Comment éviter de voir le pays sombrer dans la dictature ? L’opposant Leopoldo Lopez veut croire que la situation est désespérante sans être désespérée. La rue ne peut pas avoir dit son dernier mot. L’établissement d’un dialogue politique constructif au Venezuela passe ensuite par une mobilisation des acteurs régionaux plus dynamique qu’elle ne l’a été jusqu’à maintenant. Il faudrait que les États-Unis aient enfin l’intelligence diplomatique de tenter des rapprochements avec Caracas. Ce qui serait dans leur intérêt, comme cela aurait l’utilité d’endiguer les influences russes et chinoises.

4 commentaires
  • Marcel Gilbert - Abonné 25 mai 2018 09 h 33

    Six raisons clés pour comprendre la situation au Venezuela.



    1) Le pétrole : La première chose à comprendre est que tout tourne autour du pétrole. Le Venezuela possède les plus grandes réserves de pétrole connues dans le monde dans un emplacement géographique hautement stratégique. Depuis que Le gouvernement vénézuélien a pris le contrôle de sa compagnie pétrolière (PDVSA), le revenu pétrolier – au lieu d’être distribué aux élites d’entreprises – a été utilisé pour financer les services publics nécessaires qui, pendant des décennies, n’avaient pas réussi à répondre aux besoins de la population.

    2) La souveraineté : Le gouvernement au pouvoir au Venezuela ne suit pas la ligne des États-Unis, ne se plie pas aux dictatures néolibérales du Fonds monétaire international et de la Banque mondiale, insistant sur le fait que son peuple est souverain et décidera de son propre avenir et aspire à construire une société socialiste et humaniste.

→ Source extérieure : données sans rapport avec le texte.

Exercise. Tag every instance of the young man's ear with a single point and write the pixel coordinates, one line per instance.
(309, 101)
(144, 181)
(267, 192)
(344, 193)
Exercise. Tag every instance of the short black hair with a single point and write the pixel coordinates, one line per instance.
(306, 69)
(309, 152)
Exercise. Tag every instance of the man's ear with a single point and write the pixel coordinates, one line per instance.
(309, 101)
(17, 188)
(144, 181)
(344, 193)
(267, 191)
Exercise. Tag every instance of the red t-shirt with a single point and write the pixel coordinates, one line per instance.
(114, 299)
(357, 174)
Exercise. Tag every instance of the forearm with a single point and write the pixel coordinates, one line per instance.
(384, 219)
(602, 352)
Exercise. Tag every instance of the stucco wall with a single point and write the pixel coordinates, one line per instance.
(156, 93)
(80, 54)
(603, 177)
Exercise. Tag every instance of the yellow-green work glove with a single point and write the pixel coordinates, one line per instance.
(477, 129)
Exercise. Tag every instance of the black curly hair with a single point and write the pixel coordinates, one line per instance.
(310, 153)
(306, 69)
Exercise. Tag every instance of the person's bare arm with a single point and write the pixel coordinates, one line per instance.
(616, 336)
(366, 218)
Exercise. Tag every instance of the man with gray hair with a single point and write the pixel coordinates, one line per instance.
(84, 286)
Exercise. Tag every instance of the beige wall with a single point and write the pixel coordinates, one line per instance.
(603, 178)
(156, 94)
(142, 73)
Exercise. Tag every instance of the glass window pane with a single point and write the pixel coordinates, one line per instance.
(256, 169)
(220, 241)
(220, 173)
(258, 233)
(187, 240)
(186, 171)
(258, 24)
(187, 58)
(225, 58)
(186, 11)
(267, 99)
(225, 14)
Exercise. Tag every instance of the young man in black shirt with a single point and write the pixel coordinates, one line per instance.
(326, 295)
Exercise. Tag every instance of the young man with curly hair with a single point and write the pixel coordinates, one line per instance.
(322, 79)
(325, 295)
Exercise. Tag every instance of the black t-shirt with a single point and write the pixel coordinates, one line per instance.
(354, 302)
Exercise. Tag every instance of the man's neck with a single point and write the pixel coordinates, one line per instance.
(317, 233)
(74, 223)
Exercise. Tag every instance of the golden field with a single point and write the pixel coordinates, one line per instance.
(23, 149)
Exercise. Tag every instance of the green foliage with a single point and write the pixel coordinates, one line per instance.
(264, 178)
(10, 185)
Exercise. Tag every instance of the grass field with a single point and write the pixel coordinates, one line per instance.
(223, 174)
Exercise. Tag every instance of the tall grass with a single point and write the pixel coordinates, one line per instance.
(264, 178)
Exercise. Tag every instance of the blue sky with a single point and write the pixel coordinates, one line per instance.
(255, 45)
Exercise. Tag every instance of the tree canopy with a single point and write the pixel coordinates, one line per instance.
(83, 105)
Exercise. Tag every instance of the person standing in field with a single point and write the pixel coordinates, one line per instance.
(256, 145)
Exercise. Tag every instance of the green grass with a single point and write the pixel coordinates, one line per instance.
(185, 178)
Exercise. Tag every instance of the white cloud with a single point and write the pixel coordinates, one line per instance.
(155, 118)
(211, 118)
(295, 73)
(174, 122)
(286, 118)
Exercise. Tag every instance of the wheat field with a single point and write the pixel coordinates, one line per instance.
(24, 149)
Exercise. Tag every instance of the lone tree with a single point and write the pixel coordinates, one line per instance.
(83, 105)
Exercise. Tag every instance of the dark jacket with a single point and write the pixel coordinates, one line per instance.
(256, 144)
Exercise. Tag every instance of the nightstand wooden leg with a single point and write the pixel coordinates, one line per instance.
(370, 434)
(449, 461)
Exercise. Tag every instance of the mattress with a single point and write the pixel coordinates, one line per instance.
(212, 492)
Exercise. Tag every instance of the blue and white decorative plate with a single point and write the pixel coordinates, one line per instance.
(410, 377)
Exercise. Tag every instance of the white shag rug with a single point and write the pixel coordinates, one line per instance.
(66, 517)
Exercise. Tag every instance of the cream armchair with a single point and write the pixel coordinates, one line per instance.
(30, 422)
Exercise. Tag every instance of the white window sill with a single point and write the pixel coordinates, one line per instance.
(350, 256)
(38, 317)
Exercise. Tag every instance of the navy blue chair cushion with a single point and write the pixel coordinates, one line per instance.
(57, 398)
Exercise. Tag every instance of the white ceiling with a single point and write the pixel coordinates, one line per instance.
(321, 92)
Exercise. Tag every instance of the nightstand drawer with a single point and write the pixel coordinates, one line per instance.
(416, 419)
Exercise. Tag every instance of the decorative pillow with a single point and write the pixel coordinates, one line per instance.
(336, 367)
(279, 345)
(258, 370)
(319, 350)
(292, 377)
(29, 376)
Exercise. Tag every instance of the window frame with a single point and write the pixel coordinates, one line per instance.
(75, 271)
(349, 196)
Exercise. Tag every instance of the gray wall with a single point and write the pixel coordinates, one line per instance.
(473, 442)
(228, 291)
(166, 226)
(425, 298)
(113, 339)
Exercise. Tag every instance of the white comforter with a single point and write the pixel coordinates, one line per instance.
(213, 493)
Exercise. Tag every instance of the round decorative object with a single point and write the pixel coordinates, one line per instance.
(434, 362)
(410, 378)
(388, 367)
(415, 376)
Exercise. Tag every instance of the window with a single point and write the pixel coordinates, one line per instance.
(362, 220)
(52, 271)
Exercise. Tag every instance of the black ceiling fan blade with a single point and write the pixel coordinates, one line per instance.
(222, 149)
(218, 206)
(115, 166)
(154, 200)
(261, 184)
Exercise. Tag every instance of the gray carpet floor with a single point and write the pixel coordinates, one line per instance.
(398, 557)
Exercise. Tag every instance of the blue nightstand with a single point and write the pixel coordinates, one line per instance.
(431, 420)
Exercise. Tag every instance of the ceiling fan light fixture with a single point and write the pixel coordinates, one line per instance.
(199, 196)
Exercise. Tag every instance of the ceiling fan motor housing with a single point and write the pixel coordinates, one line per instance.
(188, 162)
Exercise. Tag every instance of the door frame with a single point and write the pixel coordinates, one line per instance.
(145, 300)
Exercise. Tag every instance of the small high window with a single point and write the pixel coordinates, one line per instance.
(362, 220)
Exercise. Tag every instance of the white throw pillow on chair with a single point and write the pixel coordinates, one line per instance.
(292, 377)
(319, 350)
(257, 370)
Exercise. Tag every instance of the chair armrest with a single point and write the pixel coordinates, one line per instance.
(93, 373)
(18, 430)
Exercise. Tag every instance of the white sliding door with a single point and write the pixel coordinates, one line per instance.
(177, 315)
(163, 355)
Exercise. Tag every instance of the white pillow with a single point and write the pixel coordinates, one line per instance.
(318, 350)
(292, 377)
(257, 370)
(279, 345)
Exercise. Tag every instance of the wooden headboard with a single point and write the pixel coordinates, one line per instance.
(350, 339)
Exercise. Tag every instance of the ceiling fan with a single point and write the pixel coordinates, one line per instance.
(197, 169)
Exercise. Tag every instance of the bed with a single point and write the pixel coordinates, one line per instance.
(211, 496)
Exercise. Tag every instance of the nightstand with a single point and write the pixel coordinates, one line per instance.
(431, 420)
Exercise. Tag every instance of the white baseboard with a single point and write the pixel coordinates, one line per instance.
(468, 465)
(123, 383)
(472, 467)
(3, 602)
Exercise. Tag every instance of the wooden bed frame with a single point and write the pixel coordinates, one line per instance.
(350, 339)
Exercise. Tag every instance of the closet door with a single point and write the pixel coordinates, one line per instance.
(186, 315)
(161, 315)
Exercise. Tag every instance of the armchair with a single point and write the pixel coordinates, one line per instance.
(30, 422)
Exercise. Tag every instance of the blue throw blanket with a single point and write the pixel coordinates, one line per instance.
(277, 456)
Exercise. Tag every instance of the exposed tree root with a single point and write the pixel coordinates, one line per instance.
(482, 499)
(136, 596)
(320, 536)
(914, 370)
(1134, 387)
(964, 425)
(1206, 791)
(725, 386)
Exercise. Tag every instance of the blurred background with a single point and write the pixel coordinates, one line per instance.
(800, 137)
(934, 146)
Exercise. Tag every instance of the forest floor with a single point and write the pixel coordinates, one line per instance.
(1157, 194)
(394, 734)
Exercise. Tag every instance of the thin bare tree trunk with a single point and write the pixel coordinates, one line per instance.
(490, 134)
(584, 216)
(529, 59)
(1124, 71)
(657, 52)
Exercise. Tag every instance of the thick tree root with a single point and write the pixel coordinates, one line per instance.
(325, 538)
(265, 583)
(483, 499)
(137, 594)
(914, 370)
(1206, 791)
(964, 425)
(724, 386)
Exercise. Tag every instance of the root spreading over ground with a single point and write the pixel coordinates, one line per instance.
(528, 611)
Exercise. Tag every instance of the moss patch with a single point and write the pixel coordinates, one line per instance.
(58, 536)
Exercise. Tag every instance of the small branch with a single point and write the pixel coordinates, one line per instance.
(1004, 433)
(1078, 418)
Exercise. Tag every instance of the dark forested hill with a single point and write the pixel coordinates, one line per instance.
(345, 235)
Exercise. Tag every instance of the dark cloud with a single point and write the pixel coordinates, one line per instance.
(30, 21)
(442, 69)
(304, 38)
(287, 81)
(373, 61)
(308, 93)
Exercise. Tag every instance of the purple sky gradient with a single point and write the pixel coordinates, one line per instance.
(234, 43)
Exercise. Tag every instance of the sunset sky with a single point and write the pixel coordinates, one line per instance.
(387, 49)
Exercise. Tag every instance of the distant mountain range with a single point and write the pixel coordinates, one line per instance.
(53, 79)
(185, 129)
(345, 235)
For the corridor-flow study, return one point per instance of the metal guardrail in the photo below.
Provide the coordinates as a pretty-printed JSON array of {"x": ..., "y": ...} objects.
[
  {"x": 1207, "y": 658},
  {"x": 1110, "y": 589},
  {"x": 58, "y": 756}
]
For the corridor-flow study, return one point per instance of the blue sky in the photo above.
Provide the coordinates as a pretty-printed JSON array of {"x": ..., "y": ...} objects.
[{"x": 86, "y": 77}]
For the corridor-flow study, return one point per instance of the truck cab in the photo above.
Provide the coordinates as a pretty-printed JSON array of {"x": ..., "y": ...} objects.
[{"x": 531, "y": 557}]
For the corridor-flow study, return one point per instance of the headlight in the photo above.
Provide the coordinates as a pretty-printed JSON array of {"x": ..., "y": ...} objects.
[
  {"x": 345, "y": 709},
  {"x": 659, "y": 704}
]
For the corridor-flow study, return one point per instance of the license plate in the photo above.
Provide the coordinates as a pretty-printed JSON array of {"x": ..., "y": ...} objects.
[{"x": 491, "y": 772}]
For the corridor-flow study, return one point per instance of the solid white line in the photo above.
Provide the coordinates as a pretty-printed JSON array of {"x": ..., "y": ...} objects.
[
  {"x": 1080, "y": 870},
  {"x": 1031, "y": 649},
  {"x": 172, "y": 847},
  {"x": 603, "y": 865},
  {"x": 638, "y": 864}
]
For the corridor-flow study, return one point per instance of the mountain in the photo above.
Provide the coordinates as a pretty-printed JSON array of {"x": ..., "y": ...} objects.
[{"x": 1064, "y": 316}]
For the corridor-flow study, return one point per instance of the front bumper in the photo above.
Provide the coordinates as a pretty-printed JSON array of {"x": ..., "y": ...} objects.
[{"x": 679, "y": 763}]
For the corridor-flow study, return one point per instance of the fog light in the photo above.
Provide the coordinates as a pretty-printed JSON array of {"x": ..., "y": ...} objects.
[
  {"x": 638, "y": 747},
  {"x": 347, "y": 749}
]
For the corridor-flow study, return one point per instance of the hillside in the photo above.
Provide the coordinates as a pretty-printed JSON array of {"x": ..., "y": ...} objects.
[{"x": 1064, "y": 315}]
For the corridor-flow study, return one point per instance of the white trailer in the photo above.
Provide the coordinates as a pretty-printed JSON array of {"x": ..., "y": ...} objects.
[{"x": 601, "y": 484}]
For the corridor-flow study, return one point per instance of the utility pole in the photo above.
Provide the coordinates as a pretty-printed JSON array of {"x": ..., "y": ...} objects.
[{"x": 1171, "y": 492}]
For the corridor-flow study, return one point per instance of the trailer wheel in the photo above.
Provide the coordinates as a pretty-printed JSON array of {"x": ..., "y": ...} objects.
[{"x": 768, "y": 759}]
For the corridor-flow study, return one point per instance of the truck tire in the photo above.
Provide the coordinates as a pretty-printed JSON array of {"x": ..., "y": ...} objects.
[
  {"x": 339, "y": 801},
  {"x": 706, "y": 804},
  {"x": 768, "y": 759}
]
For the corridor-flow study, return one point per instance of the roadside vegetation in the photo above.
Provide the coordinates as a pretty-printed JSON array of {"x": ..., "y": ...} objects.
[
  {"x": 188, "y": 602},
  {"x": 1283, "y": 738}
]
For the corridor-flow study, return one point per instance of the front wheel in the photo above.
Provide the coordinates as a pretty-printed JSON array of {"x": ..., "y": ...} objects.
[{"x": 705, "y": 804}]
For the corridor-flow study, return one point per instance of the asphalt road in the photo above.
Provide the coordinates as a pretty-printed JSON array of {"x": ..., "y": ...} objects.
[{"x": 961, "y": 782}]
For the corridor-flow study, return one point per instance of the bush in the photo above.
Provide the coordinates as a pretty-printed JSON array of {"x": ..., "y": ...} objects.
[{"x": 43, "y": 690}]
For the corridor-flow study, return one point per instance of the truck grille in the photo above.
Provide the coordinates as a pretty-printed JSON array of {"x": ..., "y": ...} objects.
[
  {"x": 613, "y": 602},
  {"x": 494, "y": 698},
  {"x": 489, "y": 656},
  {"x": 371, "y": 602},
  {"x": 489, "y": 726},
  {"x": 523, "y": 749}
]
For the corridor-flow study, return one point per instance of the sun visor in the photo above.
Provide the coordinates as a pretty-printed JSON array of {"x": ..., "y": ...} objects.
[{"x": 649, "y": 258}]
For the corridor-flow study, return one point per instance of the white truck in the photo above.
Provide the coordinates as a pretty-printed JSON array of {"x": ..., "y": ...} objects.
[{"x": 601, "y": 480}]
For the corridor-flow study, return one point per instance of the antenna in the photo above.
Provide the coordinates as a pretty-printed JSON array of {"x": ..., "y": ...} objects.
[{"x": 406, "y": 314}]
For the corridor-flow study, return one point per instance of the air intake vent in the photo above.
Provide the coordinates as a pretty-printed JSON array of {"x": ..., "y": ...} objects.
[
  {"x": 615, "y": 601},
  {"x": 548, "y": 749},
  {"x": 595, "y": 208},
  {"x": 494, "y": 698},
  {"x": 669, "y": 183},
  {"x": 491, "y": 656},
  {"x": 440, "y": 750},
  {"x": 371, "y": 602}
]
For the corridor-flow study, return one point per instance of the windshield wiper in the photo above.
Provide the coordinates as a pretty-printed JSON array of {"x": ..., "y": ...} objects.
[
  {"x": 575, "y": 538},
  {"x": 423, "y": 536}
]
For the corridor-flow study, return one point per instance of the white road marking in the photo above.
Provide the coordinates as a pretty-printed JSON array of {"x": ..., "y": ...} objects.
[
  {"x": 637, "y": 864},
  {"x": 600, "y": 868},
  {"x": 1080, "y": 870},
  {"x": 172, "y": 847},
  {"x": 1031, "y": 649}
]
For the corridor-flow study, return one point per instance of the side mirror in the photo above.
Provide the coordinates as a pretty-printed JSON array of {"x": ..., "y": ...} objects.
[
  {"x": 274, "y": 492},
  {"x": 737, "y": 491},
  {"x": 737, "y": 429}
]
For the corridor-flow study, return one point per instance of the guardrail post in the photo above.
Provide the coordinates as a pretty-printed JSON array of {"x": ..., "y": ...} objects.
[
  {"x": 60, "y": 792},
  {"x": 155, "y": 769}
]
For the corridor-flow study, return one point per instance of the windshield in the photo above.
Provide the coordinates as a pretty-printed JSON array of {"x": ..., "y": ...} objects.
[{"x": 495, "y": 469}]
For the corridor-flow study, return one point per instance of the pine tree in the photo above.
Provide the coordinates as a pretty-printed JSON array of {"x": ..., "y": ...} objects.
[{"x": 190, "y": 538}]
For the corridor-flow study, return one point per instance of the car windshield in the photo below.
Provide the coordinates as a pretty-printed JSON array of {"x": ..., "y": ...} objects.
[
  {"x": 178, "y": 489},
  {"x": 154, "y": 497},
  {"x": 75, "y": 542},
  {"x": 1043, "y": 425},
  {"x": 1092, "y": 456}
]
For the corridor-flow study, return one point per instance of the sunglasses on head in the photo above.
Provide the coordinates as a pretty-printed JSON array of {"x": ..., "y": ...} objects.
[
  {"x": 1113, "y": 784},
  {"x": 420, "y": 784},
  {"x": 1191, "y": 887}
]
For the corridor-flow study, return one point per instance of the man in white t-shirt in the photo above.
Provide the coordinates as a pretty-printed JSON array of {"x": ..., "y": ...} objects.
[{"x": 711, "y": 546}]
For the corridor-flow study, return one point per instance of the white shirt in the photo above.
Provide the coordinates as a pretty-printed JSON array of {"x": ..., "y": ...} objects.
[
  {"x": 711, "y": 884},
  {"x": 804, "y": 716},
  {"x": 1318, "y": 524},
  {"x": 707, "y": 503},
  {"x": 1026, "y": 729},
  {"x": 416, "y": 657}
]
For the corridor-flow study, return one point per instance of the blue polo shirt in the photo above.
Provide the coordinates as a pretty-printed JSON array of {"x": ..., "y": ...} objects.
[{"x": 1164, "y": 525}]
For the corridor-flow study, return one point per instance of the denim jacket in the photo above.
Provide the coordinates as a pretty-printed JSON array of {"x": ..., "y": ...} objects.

    3) La guerre économique : Il y a un plan systématique et stratégique conçu par Washington pour priver les Vénézuéliens de nourriture et de médicaments. Ses exécuteurs sont les grandes sociétés, l’élite commerciale et les banques. Lorsque le président Hugo Chávez a été élu, la pauvreté se situait entre 60 et 80% et l’extrême pauvreté et la malnutrition affectaient un tiers de la nation. La révolution bolivarienne du Venezuela a considérablement réduit la pauvreté, la malnutrition et le vagabondage, et a fourni des soins de santé universels et une éducation gratuite de la crèche à l’université. Elle a construit 2 millions de logements sociaux ces dernières années.

    4) Une élite corrompue et raciste : L’élite du Venezuela contrôlait le gouvernement depuis des années – ils étaient les bénéficiaires de tous les revenus pétroliers. Cette élite ne se soucie pas de savoir combien son propre peuple souffre tant que les puissances étrangères ne lui auront pas rendu le gouvernement qu’elle est incapable de gagner aux urnes.

    5) Un excellent processus d’élection : En 19 ans, il y a eu 23 élection

    • Hélène Paulette - Abonnée 25 mai 2018 13 h 18

      Merci monsieur Gilbert pour cette pertinente mise au point. Il est suprenant de lire une analyse aussi biaisée sous la plume de Guy Taillefer qui nous habitués à plus d'objectivité.

  • Serge Lamarche - Abonné 25 mai 2018 14 h 37

    Ne pas voter est antidémocratique

    L'opposition ne vote pas et on veut les appuyer? Si on veut être équitable,il faut appliquer la même morale là bas qu'ici. Que dit-on des non voteurs ici déjà?
    Le biais exprimé dans l'article est terrible.

  • Gilles Bonin - Abonné 25 mai 2018 18 h 46

    Peuple affamé ou éradiqué

    n'empêche nullement les petits et grands dictateurs de faire leur (long) bout de chemin. C'est désespérant.